On 22/11/17 23:00, Jim Mattson wrote:
On Tue, Nov 21, 2017 at 7:30 AM, Liran Alon <liran.alon@xxxxxxxxxx> wrote:
Being symmetrical, injecting an exception from user-mode should
consider injected exception as in "injected" state and not in
"pending" state.
I disagree with this contention. Suppose, for example, that we are
executing in a nested context (i.e. vmcs02 is live) and usermode
"injects" a page-fault. The page fault may be delivered on L2's IDT or
it may cause an emulated VM-exit from L2 to L1, depending on the page
fault error code, the exception bitmap in the vmcs12, and the
page-fault error-code mask and match fields in the vmcs12. If the page
fault is delivered on L2's IDT, then the exception can be considered
as "injected," with the CR2 side effect already processed. However, if
the page fault causes an emulated VM-exit from L2 to L1, then it must
be considered as "pending" and the CR2 side effect must not have been
processed.
I understand you are referring here to the FIXME comment that is present
on nested_vmx_check_exception()?
So, where do we find the new CR2 value? Admittedly, the existing
KVM_SET_VCPU_EVENTS API is broken and appears to assume that the side
effects have already been performed for exceptions injected from
userspace, though this assumption isn't documented AFAICT.

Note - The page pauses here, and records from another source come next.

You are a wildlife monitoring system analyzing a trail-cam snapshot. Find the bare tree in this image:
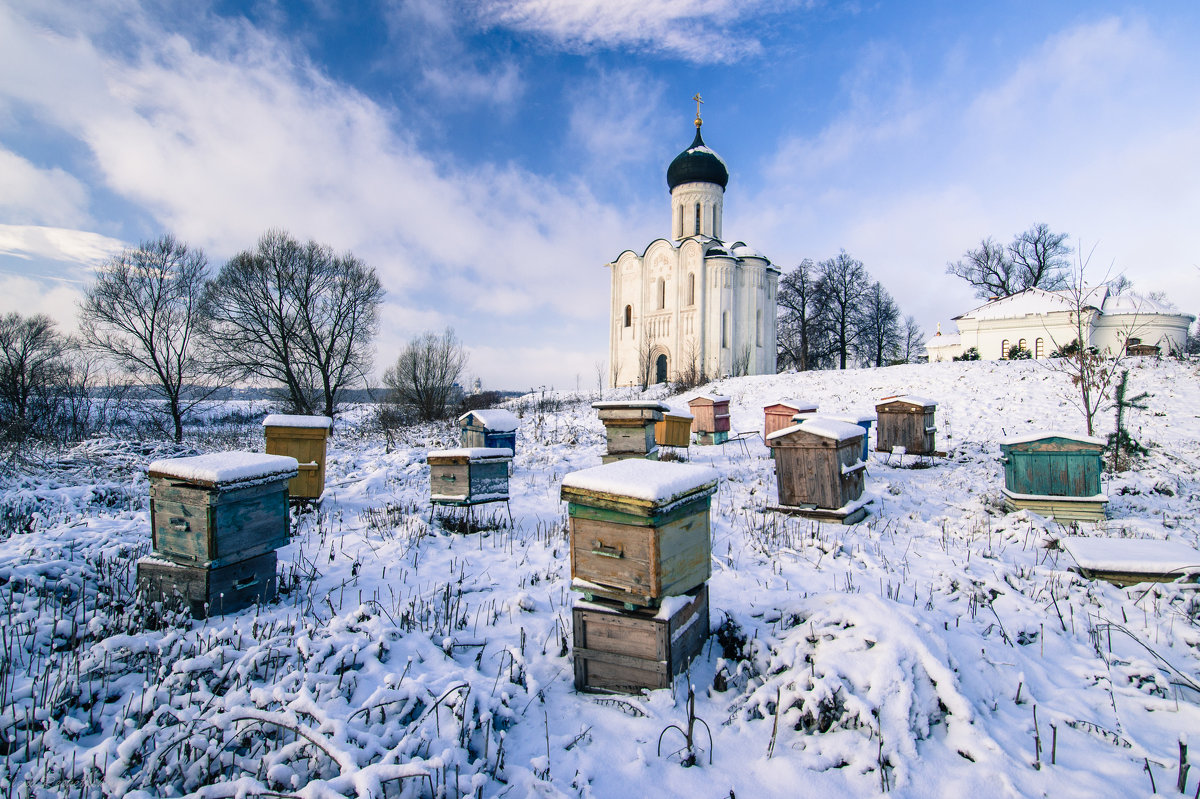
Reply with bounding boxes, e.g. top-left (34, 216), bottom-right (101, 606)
top-left (383, 328), bottom-right (469, 422)
top-left (947, 224), bottom-right (1071, 299)
top-left (816, 251), bottom-right (869, 369)
top-left (203, 229), bottom-right (384, 417)
top-left (78, 235), bottom-right (213, 443)
top-left (1041, 249), bottom-right (1131, 435)
top-left (776, 258), bottom-right (828, 371)
top-left (671, 336), bottom-right (706, 391)
top-left (855, 281), bottom-right (901, 367)
top-left (901, 315), bottom-right (925, 363)
top-left (636, 326), bottom-right (656, 391)
top-left (0, 312), bottom-right (71, 443)
top-left (1008, 223), bottom-right (1070, 292)
top-left (593, 358), bottom-right (606, 400)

Fortunately, there's enough padding in the kvm_vcpu_events structure
to fix the API (with the possible exception of injected #VE*): one bit
to indicate that userspace is providing the side effects in the events
structure, and 64 bits for the new CR2 value (#PF) or the new DR6 bits
(#DB).
I see. Then what do you think about the following change:
1. Rename kvm_vcpu_events.exception.injected to
kvm_vcpu_events.exception.raised and remain still to be the logical OR
of "exception.pending | exception.injected" as of today (to not break
backwards compatibility).
2. Add a new flag to kvm_vcpu_events.flags to indicate if
kvm_vcpu_events.exception.raised is actually exception.pending or
exception.injected (they are mutually exclusive). A value of 0 will be
considered as "injected" to preserve backwards compatibility.
3. Use kvm_vcpu_events.reserved[0] and kvm_vcpu_events.reserved[1] for
exception_extra_info which will be either CR2 for #PF or DR6 for #DB.
4. Add to kvm_queued_exception() a u64 exception_extra_info that will
either be CR2 for #PF or DR6 for #DB. Make sure that these will be set
on relevant places and filled to vcpu.arch.cr2/VMCS only on
inject_pending_event() injection of a pending exception.
I think that in the above proposal, we don't need to be conditional on a
new capability because old user-space shouldn't be affected.
(They will still get same value in kvm_vcpu_events.exception.raised and
the rest were ignored fields).
What do you think?
Thanks for the excellent review!
-Liran
* One could argue that userspace should not be delivering a #VE
directly, but should be injecting an EPT Violation instead.